As they settled in, Illinois was able to dictate the pace and style of play — there were 75 possessions, the most of any Michigan game this season. Dosunmu pushed the pace well in the latter parts of the first half, turning missed shots or steals into transition opportunities where he could get all the way to the rim. Illinois was only able to cut the deficit to three for one possession before Zavier Simpson found Jon Teske from a double for an elbow jumper. There was a sequence of ugly basketball before Charles Matthews scored again on an offensive rebound, then Simpson found Tekse from another double for a dunk.
Despite succumbing to Illinois’s frenetic, sloppy aesthetic, the Wolverines managed to hold onto a decent lead for most of the half. Jordan Poole scored seven points within a minute — making two free throws after getting fouled in the post, hitting an open wing three after a near turnover by Simpson, and then two more free throws after a Brad Underwood technical. Illinois came back again because of Dosunmu — he knocked down an open corner three and banked in another three over Teske on a switch for the last two Illini possessions of the half. Michigan still led, 39-34.
The tenor of the game didn’t change after halftime. Dosunmu hoisted a terrible three, then chased down Simpson for his second emphatic transition block on Michigan’s point guard.

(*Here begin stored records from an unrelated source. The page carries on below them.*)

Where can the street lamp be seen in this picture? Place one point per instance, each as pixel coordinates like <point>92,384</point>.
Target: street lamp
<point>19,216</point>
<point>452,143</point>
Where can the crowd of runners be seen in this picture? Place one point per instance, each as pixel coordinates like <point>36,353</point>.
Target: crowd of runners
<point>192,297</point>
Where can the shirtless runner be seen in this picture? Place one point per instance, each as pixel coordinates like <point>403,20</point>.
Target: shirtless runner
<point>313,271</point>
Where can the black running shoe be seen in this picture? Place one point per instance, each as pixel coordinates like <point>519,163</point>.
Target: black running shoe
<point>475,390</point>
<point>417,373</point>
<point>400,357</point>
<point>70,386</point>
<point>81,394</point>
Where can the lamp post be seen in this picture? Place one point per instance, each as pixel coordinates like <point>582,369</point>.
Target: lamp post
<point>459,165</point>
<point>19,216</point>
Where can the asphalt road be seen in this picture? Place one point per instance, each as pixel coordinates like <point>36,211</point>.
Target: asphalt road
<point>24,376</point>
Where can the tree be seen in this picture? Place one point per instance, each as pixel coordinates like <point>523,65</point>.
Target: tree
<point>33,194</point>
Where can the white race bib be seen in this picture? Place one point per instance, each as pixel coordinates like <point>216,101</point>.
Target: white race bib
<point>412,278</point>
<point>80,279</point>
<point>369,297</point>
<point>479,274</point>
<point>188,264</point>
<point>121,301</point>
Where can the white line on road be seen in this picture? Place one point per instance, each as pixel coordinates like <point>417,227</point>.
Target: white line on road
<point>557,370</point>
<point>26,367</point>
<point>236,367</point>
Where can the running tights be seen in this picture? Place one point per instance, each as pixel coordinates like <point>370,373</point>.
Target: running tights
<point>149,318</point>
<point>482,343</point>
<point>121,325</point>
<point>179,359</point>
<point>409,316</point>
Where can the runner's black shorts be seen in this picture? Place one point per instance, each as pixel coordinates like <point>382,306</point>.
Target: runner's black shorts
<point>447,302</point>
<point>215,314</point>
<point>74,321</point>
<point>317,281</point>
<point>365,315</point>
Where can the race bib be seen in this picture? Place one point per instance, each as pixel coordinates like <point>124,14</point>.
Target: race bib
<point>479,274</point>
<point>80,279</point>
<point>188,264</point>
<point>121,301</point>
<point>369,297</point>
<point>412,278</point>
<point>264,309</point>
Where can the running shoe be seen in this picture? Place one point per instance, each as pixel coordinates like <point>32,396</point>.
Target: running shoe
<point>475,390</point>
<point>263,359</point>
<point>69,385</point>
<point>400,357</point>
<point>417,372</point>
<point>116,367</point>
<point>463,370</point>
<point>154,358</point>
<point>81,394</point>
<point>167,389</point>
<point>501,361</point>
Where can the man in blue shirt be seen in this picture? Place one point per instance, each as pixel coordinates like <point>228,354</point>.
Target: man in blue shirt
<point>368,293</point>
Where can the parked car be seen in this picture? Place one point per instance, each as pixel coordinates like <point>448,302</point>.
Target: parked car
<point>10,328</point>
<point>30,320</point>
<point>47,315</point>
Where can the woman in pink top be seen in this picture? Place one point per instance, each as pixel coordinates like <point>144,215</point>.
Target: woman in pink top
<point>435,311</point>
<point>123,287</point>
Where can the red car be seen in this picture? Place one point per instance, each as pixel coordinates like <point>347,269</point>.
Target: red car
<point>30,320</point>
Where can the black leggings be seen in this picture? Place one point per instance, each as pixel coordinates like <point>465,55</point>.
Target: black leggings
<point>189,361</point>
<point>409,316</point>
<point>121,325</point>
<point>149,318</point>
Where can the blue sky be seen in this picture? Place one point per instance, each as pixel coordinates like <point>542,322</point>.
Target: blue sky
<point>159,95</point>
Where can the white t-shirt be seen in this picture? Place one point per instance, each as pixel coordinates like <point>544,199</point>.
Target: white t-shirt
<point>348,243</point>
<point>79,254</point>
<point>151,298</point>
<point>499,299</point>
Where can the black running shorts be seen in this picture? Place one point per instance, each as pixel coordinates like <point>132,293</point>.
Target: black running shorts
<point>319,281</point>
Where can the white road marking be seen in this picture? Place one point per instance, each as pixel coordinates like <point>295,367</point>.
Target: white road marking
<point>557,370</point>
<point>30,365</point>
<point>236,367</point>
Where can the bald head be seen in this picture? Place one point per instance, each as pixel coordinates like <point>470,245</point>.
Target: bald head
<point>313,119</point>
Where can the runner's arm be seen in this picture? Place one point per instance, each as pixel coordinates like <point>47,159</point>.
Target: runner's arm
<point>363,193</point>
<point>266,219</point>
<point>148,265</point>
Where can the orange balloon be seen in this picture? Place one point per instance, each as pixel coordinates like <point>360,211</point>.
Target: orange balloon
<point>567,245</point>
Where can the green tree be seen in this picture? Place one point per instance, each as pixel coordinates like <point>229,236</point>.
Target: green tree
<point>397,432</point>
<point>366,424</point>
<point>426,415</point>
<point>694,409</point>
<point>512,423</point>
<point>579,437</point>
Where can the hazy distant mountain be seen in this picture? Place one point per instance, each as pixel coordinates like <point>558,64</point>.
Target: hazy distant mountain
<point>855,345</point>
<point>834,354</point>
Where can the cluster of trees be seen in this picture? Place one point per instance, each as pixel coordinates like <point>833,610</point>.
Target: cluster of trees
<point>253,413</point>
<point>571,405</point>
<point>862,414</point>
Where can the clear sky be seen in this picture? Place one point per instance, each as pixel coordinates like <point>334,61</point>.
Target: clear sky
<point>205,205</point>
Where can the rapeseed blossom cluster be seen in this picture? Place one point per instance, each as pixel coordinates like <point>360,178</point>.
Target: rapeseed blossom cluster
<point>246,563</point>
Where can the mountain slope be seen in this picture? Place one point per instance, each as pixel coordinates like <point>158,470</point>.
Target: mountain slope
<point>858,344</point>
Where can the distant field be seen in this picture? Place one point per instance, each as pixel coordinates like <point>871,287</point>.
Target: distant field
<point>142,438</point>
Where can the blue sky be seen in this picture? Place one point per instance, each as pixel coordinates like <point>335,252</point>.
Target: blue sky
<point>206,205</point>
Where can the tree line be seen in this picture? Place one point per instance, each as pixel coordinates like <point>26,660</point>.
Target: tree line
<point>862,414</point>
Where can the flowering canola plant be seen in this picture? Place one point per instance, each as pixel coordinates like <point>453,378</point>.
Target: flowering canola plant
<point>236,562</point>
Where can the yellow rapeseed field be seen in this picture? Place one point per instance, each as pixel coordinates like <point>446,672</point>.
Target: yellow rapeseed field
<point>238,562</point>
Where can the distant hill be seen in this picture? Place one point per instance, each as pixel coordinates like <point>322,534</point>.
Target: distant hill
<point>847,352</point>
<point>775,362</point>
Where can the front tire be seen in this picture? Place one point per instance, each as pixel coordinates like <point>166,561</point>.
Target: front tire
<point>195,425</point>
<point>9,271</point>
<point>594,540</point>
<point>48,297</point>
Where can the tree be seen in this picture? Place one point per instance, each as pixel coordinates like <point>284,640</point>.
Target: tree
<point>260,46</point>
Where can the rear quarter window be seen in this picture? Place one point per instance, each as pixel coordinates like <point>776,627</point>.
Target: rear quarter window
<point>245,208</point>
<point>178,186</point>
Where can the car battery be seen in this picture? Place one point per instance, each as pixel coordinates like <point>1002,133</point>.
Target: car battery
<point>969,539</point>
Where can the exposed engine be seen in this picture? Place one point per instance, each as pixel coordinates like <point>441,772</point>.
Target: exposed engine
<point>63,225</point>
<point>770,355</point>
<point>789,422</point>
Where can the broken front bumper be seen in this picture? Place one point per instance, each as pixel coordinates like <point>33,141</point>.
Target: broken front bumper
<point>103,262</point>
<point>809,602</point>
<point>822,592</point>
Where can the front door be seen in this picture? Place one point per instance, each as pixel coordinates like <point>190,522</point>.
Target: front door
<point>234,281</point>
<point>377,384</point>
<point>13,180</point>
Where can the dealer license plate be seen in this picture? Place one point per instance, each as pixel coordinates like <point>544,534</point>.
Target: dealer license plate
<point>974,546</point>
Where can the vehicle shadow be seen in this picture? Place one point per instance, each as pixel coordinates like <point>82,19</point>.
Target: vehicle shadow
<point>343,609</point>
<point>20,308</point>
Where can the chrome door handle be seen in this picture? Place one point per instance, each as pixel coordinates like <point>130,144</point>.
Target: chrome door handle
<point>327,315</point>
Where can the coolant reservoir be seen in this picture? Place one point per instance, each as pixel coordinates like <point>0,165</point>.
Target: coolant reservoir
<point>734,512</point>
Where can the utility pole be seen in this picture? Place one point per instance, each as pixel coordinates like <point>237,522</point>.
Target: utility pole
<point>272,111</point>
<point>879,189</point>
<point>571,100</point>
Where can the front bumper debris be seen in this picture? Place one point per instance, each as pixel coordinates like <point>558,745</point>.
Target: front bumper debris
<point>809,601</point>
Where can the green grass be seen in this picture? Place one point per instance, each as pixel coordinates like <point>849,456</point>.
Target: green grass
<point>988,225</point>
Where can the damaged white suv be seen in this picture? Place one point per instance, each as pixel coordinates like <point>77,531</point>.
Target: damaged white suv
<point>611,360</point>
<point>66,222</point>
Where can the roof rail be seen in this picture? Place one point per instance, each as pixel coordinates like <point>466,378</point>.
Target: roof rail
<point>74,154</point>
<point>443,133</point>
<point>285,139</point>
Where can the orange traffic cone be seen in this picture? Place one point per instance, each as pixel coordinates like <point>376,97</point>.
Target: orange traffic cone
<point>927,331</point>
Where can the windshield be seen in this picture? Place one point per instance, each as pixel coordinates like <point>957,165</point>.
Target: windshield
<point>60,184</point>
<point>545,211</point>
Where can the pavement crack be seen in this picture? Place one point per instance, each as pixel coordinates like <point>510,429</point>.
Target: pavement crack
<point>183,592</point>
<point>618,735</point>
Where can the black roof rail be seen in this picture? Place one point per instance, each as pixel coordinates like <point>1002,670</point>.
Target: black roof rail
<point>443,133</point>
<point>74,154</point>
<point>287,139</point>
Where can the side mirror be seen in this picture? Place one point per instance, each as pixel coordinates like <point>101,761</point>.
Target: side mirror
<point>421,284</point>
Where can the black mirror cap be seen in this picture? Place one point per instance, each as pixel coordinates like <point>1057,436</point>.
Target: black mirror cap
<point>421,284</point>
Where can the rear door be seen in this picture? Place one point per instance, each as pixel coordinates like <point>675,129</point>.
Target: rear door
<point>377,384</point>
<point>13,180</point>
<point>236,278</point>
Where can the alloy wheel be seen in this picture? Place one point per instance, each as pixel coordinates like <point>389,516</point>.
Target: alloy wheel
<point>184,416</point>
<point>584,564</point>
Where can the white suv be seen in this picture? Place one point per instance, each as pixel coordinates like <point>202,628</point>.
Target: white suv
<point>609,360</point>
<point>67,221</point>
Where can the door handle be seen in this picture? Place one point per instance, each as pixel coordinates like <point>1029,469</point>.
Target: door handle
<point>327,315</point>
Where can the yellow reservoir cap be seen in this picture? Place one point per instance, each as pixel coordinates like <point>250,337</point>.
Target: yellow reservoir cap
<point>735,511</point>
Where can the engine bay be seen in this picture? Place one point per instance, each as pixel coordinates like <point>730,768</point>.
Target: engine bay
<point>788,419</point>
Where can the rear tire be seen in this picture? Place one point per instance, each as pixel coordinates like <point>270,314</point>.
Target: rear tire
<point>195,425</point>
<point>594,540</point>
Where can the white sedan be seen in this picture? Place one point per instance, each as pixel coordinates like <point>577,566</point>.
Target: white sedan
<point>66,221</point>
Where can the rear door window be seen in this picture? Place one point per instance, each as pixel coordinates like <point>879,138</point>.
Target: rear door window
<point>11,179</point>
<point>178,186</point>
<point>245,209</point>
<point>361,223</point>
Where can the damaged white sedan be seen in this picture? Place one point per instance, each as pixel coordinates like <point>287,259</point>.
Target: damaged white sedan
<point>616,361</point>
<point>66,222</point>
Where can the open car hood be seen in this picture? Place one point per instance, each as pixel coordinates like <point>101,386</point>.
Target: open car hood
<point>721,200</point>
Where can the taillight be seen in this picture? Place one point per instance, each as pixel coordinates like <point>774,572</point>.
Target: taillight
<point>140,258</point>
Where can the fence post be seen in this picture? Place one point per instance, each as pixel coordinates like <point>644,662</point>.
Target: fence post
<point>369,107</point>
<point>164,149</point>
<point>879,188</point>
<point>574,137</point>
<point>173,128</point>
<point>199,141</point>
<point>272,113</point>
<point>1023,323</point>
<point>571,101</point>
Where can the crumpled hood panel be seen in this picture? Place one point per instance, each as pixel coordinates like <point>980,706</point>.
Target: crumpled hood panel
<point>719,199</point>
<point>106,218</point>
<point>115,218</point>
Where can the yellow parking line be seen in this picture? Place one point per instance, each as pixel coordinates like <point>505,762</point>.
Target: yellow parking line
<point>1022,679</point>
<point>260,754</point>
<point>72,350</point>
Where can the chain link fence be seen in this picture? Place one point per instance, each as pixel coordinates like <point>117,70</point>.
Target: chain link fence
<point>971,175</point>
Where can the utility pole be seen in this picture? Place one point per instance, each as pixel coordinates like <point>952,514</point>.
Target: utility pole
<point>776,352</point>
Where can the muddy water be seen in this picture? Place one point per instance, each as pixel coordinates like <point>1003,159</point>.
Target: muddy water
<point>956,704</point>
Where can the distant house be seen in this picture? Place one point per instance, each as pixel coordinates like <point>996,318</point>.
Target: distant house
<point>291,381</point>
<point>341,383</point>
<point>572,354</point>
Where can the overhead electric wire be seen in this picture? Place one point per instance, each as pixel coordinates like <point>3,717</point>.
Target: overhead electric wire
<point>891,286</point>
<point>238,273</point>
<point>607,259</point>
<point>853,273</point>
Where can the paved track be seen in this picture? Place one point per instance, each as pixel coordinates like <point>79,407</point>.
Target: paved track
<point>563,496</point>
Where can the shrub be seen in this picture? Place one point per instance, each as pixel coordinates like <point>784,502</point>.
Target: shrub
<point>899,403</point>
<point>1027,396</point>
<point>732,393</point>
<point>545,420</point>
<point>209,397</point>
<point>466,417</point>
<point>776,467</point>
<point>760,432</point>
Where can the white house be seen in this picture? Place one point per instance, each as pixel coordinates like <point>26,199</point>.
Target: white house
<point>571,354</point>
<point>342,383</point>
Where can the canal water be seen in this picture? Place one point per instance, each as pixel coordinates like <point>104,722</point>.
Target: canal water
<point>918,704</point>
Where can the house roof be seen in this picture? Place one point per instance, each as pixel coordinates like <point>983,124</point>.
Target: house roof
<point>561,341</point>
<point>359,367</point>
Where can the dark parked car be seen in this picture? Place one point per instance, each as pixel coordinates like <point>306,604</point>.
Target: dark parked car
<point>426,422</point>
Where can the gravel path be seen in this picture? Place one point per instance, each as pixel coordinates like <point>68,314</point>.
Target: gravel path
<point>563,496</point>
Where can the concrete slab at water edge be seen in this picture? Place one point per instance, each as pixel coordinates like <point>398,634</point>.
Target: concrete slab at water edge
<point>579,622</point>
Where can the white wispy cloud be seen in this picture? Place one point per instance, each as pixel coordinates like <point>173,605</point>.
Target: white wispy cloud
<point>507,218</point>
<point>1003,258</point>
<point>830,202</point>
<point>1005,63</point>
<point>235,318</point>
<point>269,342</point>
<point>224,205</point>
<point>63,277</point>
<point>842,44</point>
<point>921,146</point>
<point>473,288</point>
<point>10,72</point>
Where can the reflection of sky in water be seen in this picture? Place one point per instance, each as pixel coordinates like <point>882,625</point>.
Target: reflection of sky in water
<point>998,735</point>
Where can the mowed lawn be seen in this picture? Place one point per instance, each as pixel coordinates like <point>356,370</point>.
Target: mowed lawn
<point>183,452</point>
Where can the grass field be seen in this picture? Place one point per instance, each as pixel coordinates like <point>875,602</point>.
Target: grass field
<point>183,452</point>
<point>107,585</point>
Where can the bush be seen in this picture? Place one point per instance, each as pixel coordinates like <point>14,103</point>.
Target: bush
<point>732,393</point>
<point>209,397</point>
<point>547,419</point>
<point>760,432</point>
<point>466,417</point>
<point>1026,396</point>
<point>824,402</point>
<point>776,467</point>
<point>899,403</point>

Simpson, who had 8 assists to just 2 turnovers, took over from there: he worked the pick-and-pop for a Jon Teske three, beat the Illini down the floor for a layup, forced an offensive foul from Trent Frazier, and ran a pick-and-roll to get Teske an easy and-one. Michigan’s tight, six-man rotation each had bright spots (and each scored at least nine points), but Simpson and Teske—who had 4 blocks and affected several more shots—were particularly outstanding.
With under 14 minutes left in the game, a key sequence briefly got Illinois back into the game: a long outlet pass from Teske wound up in a failed Poole-to-Iggy alley-oop, and Da’Monte Williams quickly hit a three to trim the deficit to five. Iggy responded with a tough bucket on Kipper Nichols; Simpson picked Trent Frazier’s pocket for an easy two; Simpson found Teske on the short roll, who found Matthews cutting for a dunk. Michigan’s lead was back to 11, and while Illinois never let the Wolverines pull away, they weren’t able to threaten Michigan from there.
There were some highlights down the stretch — Teske flattened Simpson’s defender on a screen and Simpson dribbled into a three; Isaiah Livers blocked a three, got a long outlet from Teske, and threw down a dunk. There was a lot of intentional fouling, as Illinois extended the game and inflated the score. There was a double technical after Iggy and Dosunmu got into it after a whistle late. Illinois made it sporadically uncomfortable and Michigan wasn’t able to turn it into a rout, but it was a game that went as expected (Kenpom projected a 10-point win) and the Wolverines are 16-0.